Sites and Monument Record: Castlecary Castle (SMR 149)
The late 15th century towerhouse at Castlecary is situated on the east bank of the ravine of the Red Burn, which here forms the boundary of East Stirlingshire. There were two major phases of building - the 15th century tower and a 17th century house.
The oblong tower is aligned roughly W/E and measures about 34 feet by 22 feet 9 inches, and 42 feet to the top of the battlements. It seems that it was originally L-shaped in plan, but that the north wing or jamb was demolished - only the tusking surviving. The remaining tower consists of three storeys and an attic. It is built in roughly coursed rubble with dressed quoins and margins. The original openings have chamfered arises. The masonry incorporates a large number of dressed blocks with diamond broaching and some with bossing, which are characteristic of Roman work, indicating that the stones were brought from the fort on the Antonine Wall a little to the north.
The entrance door, which is now built up, was in the north-west corner, where also the staircase is situated, having a square projection to contain it fitted into the interior. This stair leads to the three upper floors, the attics, and battlement, where it is finished with a caphouse having a high pitched roof. The ground floor is vaulted, and was lighted by a slit 4 inches wide towards the courtyard. The window on the opposite side is not original. Remains of a later enclosing courtyard wall, 3 feet 9 inches thick, extend northwards 44 feet 6 inches down the slope.
A two-storey building was added to the east in 1697, extending 30 feet 6 inches in length by about 19 feet 9 inches wide, with a 10 feet 6 inches square projection into the courtyard at the junction of the old and new works, containing a new entrance and staircase serving the whole edifice. This addition comprised, on the ground floor, a kitchen with offices, and a room above. There seems also to have been an attic with dormer windows rising into the roof; the lower part of these windows, now built up. There is nothing of special interest inside the house, which is still inhabited. Over the doorway of the addition is the date 1679, and inside there is an iron yett, which presumably belonged to the original keep, the outer doorways being only 2 inches different in width.
A further range of outbuildings to the east was added in the late 18th or early 19th century.

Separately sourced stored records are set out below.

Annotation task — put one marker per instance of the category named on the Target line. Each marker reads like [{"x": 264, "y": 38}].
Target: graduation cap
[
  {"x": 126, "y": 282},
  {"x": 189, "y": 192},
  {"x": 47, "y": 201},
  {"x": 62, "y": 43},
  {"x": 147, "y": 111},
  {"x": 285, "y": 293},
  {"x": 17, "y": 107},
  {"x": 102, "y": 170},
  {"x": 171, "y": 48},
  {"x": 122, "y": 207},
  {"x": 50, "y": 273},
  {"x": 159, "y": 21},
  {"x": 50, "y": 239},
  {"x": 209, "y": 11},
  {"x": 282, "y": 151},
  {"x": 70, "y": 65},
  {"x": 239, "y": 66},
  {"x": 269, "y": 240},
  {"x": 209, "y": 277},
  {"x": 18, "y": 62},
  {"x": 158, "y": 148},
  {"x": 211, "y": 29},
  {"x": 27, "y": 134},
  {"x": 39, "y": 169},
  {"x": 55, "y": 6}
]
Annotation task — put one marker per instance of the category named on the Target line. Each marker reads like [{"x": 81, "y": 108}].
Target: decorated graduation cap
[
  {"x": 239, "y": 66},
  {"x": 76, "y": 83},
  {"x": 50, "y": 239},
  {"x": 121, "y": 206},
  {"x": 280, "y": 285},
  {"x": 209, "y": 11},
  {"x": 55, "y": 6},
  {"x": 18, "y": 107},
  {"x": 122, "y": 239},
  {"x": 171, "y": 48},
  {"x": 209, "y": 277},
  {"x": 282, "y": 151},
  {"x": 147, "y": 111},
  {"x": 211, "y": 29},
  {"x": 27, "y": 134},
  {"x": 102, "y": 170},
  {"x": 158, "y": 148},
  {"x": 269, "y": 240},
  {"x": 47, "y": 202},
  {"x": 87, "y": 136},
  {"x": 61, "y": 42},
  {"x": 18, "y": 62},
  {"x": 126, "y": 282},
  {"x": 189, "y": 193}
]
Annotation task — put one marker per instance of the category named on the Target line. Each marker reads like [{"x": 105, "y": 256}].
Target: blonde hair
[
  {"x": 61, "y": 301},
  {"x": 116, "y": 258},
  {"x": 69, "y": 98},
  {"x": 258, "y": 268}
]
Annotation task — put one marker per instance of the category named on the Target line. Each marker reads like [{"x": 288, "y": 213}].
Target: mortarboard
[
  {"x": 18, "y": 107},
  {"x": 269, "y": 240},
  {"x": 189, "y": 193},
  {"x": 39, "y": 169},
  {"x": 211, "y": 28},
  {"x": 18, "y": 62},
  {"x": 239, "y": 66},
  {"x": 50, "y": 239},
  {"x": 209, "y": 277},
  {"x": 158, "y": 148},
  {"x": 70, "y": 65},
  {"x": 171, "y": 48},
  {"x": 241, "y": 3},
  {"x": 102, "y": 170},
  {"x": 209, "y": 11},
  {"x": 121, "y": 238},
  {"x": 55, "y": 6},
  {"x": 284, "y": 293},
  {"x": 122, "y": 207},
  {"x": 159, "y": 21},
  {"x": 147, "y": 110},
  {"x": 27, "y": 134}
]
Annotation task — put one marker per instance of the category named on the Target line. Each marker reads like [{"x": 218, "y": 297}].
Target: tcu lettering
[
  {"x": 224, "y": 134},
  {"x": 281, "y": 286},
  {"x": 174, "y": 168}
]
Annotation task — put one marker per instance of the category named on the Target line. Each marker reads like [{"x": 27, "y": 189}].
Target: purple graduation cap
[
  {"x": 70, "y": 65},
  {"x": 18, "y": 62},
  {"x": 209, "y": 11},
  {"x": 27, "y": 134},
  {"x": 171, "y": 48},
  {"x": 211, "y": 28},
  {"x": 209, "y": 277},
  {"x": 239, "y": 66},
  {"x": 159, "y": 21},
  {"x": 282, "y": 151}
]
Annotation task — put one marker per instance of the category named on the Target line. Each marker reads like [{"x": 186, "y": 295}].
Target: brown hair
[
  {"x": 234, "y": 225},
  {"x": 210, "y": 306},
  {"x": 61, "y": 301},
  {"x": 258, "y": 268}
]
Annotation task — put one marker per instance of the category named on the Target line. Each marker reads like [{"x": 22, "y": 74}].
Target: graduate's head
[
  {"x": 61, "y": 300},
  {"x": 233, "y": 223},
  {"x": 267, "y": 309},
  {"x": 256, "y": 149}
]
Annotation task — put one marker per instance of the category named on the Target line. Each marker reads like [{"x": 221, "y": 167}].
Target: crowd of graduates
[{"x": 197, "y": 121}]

The tower-house was apparently built to replace an earlier castle by Henry Livingstone of Myddilbynning, West Lothian, shortly before the year 1485. The property was held by the Livingstones of Dunipace in the 16th century and in the first half of the 17th century . By the end of the 17th century it was in the possession of the Baillie family, from whom it passed to the Dundases by the marriage of Thomas Dundas of Fingask to Bethia, daughter of John Baillie of Castlecary in 1730. The Marquess of Zetland, a descendant of this marriage, sold it to Doreen Hunter in the 1960s.